For a triangle where you know two sides and the contained angle Ø
the area is (1/2)(side1)(side2)sinØ
You have those 3 numbers, let me know what you get
Given: a = 2.75, b = 1.32, A = 35o.
Area = 0.5*a*b*sinA. = 0.5*2.75*1.32*sin35 = ___ sq. miles.
To find the search area of the triangle, we can use the formula for the area of a triangle: 1/2 * base * height.
In this case, the base of the triangle is the length of one of the adjacent sides, which is 2.75. The height is the perpendicular distance from the base to the opposite vertex, which we need to find.

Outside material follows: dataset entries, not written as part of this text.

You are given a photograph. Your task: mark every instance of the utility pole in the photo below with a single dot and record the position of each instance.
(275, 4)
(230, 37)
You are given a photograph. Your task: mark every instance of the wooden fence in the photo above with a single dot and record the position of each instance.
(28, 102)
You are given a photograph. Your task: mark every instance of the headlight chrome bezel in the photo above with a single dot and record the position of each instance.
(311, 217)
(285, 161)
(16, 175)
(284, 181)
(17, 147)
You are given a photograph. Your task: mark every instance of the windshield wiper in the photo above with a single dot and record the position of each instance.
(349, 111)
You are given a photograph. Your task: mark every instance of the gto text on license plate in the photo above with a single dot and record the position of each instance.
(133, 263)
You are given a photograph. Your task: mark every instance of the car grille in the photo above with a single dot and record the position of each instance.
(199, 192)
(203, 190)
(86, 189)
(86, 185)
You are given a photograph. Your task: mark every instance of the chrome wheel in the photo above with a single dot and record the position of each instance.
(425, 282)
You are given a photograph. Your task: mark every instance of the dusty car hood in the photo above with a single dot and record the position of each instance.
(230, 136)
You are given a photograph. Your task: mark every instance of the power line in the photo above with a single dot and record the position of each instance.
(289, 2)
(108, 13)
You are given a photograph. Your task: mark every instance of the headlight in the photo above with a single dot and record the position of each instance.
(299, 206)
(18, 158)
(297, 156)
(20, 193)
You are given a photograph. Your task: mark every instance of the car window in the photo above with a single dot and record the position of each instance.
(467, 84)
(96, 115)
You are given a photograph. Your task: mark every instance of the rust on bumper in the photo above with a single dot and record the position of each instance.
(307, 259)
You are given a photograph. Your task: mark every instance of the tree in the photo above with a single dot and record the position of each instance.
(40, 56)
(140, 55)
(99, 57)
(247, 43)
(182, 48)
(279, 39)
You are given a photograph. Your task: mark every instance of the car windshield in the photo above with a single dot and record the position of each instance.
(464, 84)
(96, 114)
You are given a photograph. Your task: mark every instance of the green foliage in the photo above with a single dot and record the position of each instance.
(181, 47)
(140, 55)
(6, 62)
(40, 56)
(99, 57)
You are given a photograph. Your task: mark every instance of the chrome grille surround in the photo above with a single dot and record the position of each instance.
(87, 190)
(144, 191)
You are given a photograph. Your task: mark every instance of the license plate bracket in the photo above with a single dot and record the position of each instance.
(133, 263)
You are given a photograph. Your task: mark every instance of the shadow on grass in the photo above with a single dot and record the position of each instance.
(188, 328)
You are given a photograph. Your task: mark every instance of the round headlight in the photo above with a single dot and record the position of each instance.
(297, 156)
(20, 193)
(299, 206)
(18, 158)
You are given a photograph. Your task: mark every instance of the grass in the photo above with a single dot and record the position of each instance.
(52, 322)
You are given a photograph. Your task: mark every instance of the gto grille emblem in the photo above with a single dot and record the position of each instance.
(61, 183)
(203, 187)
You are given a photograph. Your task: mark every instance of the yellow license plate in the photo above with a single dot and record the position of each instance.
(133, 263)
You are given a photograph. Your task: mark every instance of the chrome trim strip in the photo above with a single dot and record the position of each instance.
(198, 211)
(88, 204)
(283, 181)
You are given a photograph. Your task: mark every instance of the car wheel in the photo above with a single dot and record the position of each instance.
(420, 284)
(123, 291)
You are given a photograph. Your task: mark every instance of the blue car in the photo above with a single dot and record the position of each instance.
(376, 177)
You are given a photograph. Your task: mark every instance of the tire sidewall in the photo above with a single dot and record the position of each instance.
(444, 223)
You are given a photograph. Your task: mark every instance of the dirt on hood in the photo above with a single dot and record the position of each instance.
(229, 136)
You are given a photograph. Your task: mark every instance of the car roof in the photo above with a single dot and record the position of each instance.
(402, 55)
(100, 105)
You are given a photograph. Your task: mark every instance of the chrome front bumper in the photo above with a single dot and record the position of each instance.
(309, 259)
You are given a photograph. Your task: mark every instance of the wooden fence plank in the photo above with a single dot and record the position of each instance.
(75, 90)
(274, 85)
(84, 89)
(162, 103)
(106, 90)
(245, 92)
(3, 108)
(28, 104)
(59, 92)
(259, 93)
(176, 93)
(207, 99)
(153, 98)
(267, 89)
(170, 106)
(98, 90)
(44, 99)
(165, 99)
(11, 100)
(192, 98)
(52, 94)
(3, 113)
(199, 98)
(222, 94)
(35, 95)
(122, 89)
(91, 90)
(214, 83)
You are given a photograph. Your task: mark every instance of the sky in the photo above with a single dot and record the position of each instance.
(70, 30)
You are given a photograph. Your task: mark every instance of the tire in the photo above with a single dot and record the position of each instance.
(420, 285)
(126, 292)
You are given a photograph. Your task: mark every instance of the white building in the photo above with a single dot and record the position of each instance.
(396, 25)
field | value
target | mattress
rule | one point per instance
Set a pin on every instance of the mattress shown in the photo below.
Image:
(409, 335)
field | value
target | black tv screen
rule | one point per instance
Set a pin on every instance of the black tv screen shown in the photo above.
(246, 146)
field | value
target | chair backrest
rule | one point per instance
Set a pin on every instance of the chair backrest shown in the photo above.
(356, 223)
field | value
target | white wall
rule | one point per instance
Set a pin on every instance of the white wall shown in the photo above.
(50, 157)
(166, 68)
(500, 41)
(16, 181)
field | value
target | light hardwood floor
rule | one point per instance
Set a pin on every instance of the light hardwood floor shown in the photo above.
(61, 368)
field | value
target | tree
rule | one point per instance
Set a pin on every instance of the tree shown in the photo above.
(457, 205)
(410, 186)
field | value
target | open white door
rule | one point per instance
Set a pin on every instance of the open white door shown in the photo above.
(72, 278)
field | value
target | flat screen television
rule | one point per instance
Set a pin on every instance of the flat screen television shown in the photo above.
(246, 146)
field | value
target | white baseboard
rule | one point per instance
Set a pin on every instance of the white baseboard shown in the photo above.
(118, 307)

To find the height, we can use trigonometry. Since we know the length of the adjacent side and the angle between the sides, we can use the trigonometric function tangent (tan).
Using the formula tan(angle) = opposite/adjacent, we can rearrange the formula to solve for the opposite side (height).
tan(35 degrees) = height/1.32
Now we can find the height:
height = tan(35 degrees) * 1.32
Using a calculator, we find that tan(35 degrees) is approximately 0.7002.
height ≈ 0.7002 * 1.32 ≈ 0.9248
Now we have the height (0.9248) and the base (2.75), we can calculate the search area:
Area = 1/2 * base * height
Area = 1/2 * 2.75 * 0.9248
Using a calculator, we find that the search area is approximately 1.272 square units.